Now contrast this with Douglas Ollivant’s new paper, which argues that the Iraqi Sunnis made a rational decision to align their community with the United States after massive attrition at the hands of Iraqi Shiite and Iranian-backed forces during the height of the “civil war” phase of the Iraq war. Or, for that matter, this quote from William F. Owen’s paper about counterinsurgency:
“The population is not the prize. The population are the spectators to armed conflict. The prize is the control the government gains when the enemy is dead and gone. Control only exists when it is being applied, and it exists via the rule of law. The population will obey whoever exercises the power of law over them. Power creates support. Support does not create power. This is the source of great confusion.”
Here, simplicity is not being used to advance simplistic ideas–Ollivant and Owen are both drawing from rather complicated academic and experiential sources for their insights. Rather, it is that simplicity serves as an ordering principle for drawing coherent conclusions about complex social forces. We assume, in the case of both, that counterinsurgency is not so different from other forms of war and politics. The basic principle that politics equals “power over peoples” applies, and we observe that actors often alter their perceptions and goals based on informal assessments of relative power. Again, doing so does not erase the immense complexity inherent in political life and its armed sub-branch. But it does provide a useful way of approaching it.
Simplicity brings out the most important element of politics: the “ghost in the machine” represented by the crucial importance of both internal and external forms of power in political life. Such a “ghost” is by definition hidden–sometimes purposefully. But I suspect most of the time it is because we sometimes mislead ourselves into thinking we’ve gotten to a more enlightened place where such coarse considerations are a thing of the past. The ghost occasionally rattles its chains and we catch a brief glimpse, only to discount it as an illusion or nightmare.
Extraneous complexity can sometimes obscure our understanding of security policy problems. Mike Few had an interesting perspective based on his own experiences in Iraq a little while ago:
“We acknowledged that they were thinking, rational men acting over perceived grievances generated from either ideology or emotion. Unfortunately, we still had to fight it out for a bit until we exhausted the enemy, but we did not coddle, preach, or attempt to win their hearts, minds, or soul even when we disagreed with them. …I’m wondering if we really respect our enemy, or do we feel that he is just a confused, illiterate soul waiting to have his heart, mind, and soul converted by modernity?… He is not a victim of circumstance. He made a choice.”
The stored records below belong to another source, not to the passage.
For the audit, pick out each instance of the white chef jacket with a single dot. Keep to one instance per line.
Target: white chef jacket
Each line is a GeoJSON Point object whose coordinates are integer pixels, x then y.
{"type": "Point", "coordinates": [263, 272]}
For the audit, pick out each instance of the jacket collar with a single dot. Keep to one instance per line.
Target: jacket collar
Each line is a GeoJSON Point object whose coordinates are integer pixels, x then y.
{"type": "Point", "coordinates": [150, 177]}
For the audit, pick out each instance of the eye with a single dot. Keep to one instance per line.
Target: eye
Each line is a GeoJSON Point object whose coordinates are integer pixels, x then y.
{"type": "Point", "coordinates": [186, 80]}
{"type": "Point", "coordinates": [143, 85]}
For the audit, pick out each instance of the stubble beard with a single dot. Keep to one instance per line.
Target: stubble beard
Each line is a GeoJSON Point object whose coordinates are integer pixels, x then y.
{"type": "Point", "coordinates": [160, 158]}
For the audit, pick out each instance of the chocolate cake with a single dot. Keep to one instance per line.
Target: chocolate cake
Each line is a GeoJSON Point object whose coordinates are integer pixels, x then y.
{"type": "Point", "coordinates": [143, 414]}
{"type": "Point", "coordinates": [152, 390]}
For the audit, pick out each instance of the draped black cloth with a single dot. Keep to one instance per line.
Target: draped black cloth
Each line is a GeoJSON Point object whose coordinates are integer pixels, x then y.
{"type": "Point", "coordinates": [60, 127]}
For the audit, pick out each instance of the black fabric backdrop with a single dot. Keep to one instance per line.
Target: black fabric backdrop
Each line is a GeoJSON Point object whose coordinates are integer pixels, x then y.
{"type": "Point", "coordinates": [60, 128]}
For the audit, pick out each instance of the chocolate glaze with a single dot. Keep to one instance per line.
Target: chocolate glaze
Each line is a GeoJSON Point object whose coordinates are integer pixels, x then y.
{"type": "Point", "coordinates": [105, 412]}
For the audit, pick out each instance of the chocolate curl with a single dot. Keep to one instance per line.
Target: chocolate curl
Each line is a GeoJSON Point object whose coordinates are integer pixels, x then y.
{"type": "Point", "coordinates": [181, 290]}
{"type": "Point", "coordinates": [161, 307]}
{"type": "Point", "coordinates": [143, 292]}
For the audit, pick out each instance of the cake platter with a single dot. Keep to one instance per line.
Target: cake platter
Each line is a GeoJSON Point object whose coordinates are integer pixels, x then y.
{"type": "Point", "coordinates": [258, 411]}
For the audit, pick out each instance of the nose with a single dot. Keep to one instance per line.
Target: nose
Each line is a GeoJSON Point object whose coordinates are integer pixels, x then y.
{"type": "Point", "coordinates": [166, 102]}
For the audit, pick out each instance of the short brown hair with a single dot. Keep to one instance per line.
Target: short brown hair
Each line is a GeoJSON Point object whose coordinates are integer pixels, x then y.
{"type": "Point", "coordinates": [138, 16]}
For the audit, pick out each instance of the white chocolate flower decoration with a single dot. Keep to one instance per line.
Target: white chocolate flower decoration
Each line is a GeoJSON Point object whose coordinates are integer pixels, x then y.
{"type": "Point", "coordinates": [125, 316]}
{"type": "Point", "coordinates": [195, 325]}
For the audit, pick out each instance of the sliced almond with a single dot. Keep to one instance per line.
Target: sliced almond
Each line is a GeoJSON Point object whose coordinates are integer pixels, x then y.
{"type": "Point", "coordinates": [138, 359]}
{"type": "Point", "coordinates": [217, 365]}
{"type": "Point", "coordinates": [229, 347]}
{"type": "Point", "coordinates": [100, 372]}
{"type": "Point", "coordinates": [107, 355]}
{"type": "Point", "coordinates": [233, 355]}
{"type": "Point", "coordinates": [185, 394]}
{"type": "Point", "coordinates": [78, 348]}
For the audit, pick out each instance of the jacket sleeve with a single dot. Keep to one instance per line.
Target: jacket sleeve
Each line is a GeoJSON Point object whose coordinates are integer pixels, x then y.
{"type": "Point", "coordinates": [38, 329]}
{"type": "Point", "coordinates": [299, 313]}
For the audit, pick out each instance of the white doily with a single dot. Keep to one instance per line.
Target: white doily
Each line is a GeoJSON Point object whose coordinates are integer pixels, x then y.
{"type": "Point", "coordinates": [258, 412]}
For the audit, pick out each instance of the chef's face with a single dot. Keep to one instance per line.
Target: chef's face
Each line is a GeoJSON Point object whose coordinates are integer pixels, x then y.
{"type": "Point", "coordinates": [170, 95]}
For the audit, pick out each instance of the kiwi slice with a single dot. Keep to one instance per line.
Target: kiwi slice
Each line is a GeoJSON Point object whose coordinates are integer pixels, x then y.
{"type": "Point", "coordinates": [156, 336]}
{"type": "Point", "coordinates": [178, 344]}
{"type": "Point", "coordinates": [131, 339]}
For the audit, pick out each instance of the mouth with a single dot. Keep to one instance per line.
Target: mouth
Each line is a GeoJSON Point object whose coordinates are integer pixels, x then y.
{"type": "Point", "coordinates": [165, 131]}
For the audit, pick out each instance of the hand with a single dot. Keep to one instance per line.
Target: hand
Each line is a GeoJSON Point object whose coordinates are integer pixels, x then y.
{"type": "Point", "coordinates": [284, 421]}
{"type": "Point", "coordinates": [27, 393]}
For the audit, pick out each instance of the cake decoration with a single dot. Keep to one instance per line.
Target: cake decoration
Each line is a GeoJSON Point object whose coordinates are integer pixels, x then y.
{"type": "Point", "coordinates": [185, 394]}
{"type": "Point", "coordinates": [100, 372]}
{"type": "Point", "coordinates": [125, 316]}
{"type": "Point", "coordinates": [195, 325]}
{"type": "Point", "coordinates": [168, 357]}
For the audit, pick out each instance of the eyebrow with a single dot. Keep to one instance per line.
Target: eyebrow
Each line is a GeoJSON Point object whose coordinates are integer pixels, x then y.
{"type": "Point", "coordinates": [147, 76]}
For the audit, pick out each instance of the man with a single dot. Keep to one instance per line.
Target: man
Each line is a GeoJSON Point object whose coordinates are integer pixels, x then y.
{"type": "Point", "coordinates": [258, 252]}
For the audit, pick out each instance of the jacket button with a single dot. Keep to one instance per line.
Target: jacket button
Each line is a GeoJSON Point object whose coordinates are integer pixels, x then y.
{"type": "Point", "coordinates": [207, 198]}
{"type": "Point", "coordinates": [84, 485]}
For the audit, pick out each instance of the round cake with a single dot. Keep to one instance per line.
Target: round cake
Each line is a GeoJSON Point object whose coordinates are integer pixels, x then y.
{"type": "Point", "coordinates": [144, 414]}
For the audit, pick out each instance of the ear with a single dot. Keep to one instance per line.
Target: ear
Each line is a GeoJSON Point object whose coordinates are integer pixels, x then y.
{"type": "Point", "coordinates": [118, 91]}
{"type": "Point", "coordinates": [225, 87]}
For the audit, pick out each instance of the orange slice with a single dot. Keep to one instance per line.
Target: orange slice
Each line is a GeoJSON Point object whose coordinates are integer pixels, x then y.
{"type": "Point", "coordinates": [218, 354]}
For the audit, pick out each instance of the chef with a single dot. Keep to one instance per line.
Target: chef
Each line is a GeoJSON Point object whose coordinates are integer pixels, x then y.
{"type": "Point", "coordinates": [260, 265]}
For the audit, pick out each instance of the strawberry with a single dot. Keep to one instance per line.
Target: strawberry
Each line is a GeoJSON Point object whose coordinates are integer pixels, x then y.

I’ve seen a lot of complex explanations about the role of root causes and structural inequalities for the actions of terrorists and criminals. But perhaps the simplest explanation is that they made a choice–for ideology, power, or whatever–that they were going to transgress what we understand as basic societal rules of conduct, and that they arrogated to themselves the unique right to do so. To add to my colleague Alex Olesker’s thoughts, there are plenty of disadvantaged people who are not killing each other over gang turf. Likewise, not every student radical upset over the Vietnam War or racial inequality chose to rob banks and strike poses with automatic weapons. This doesn’t mean that force and coercion will always be the answer to dealing with adversaries–whether small-time criminals and student revolutionaries or nuclear-armed states on the other end of the spectrum. But neither is development, aid money, or appeasement. Even on a good day both might fail, since the efficacy of any method of changing someone’s behavior is situation-dependent. We’ve learned from our dealings with Pakistan’s deep state and its Taliban proxies that neither impotent threats nor enlightened inducement will change the basic strategic choice they have made because our current policy objectives place a high premium on Pakistani cooperation.
In closing, if our world is indeed getting more complex–and I’ve seen many convincing arguments for either side–we will need simple explanations and models even more–as long as we recognize their faults and limitations.